In-Class Lab Exercises

MATH/COSC 3570 Spring 2025

Author

Dr. Cheng-Han Yu

Published

May 1, 2025

Lab 1: Running R Script

x <- 4; y <- 3
bar <- ggplot(data = diamonds) + 
  geom_bar(mapping = aes(x = cut, fill = cut), 
           show.legend = FALSE, width = 1) + 
  theme(aspect.ratio = 1) +
  labs(x = NULL, y = NULL)
bar + coord_flip()

bar + coord_polar()

Lab 2: Quarto

Briefly describe how we produce a pdf.

Lab 3: Markdown

Hello everyone, I am Cheng-Han Yu, an assistant professor at Marquette University. I love data science!

My main research interests include

  • Bayesian spatiotemporal modeling
    • MCMC
    • Variational Inference
  • Neuroimaging
    • fMRI
    • EEG/ERP
  • R programming

My favorite quote is

All models are wrong, but some are useful.
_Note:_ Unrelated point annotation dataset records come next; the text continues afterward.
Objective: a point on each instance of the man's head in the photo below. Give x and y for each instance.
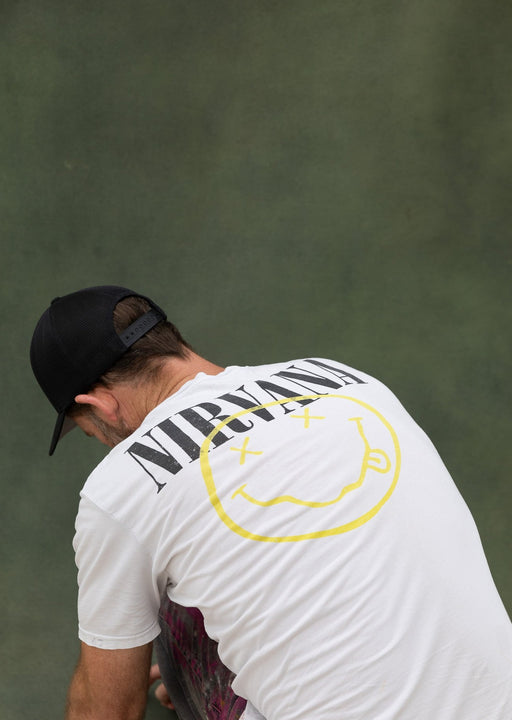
(97, 338)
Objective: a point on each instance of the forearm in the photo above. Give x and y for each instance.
(103, 688)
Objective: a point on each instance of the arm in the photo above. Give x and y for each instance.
(110, 684)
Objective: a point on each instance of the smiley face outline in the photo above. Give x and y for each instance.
(207, 474)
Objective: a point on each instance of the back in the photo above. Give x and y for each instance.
(312, 522)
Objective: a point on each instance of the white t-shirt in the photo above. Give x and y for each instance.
(312, 522)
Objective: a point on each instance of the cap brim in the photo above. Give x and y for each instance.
(63, 425)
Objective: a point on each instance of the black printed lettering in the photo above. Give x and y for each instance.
(271, 388)
(340, 373)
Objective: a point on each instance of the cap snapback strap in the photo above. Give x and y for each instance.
(140, 327)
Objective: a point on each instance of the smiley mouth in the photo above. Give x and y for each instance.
(374, 459)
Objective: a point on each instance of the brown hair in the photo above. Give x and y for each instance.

George Box

Here I write a simple math equation \(\frac{-b \pm \sqrt{b^2 - 4ac}}{2a}\).

Lab 4: Code Chunk

# include image
knitr::include_graphics("https://raw.githubusercontent.com/rstudio/hex-stickers/master/PNG/ggplot2.png")

# include plot
plot(x = mtcars$disp, y = mtcars$mpg)

MPG vs. Displacement
# show dataset `mtcars`
knitr::kable(mtcars, caption = "A knitr kable table of mtcars data set")
A knitr kable table of mtcars data set
mpg cyl disp hp drat wt qsec vs am gear carb
Mazda RX4 21.0 6 160.0 110 3.90 2.620 16.46 0 1 4 4
Mazda RX4 Wag 21.0 6 160.0 110 3.90 2.875 17.02 0 1 4 4
Datsun 710 22.8 4 108.0 93 3.85 2.320 18.61 1 1 4 1
Hornet 4 Drive 21.4 6 258.0 110 3.08 3.215 19.44 1 0 3 1
Hornet Sportabout 18.7 8 360.0 175 3.15 3.440 17.02 0 0 3 2
Valiant 18.1 6 225.0 105 2.76 3.460 20.22 1 0 3 1
Duster 360 14.3 8 360.0 245 3.21 3.570 15.84 0 0 3 4
Merc 240D 24.4 4 146.7 62 3.69 3.190 20.00 1 0 4 2
Merc 230 22.8 4 140.8 95 3.92 3.150 22.90 1 0 4 2
Merc 280 19.2 6 167.6 123 3.92 3.440 18.30 1 0 4 4
Merc 280C 17.8 6 167.6 123 3.92 3.440 18.90 1 0 4 4
Merc 450SE 16.4 8 275.8 180 3.07 4.070 17.40 0 0 3 3
Merc 450SL 17.3 8 275.8 180 3.07 3.730 17.60 0 0 3 3
Merc 450SLC 15.2 8 275.8 180 3.07 3.780 18.00 0 0 3 3
Cadillac Fleetwood 10.4 8 472.0 205 2.93 5.250 17.98 0 0 3 4
Lincoln Continental 10.4 8 460.0 215 3.00 5.424 17.82 0 0 3 4
Chrysler Imperial 14.7 8 440.0 230 3.23 5.345 17.42 0 0 3 4
Fiat 128 32.4 4 78.7 66 4.08 2.200 19.47 1 1 4 1
Honda Civic 30.4 4 75.7 52 4.93 1.615 18.52 1 1 4 2
Toyota Corolla 33.9 4 71.1 65 4.22 1.835 19.90 1 1 4 1
Toyota Corona 21.5 4 120.1 97 3.70 2.465 20.01 1 0 3 1
Dodge Challenger 15.5 8 318.0 150 2.76 3.520 16.87 0 0 3 2
AMC Javelin 15.2 8 304.0 150 3.15 3.435 17.30 0 0 3 2
Camaro Z28 13.3 8 350.0 245 3.73 3.840 15.41 0 0 3 4
Pontiac Firebird 19.2 8 400.0 175 3.08 3.845 17.05 0 0 3 2
Fiat X1-9 27.3 4 79.0 66 4.08 1.935 18.90 1 1 4 1
Porsche 914-2 26.0 4 120.3 91 4.43 2.140 16.70 0 1 5 2
Lotus Europa 30.4 4 95.1 113 3.77 1.513 16.90 1 1 5 2
Ford Pantera L 15.8 8 351.0 264 4.22 3.170 14.50 0 1 5 4
Ferrari Dino 19.7 6 145.0 175 3.62 2.770 15.50 0 1 5 6
Maserati Bora 15.0 8 301.0 335 3.54 3.570 14.60 0 1 5 8
Volvo 142E 21.4 4 121.0 109 4.11 2.780 18.60 1 1 4 2

There are 11 variables in the mtcars data set.

Answer to the questions.

radius = 5

The radius of the circle is {python} print(radius)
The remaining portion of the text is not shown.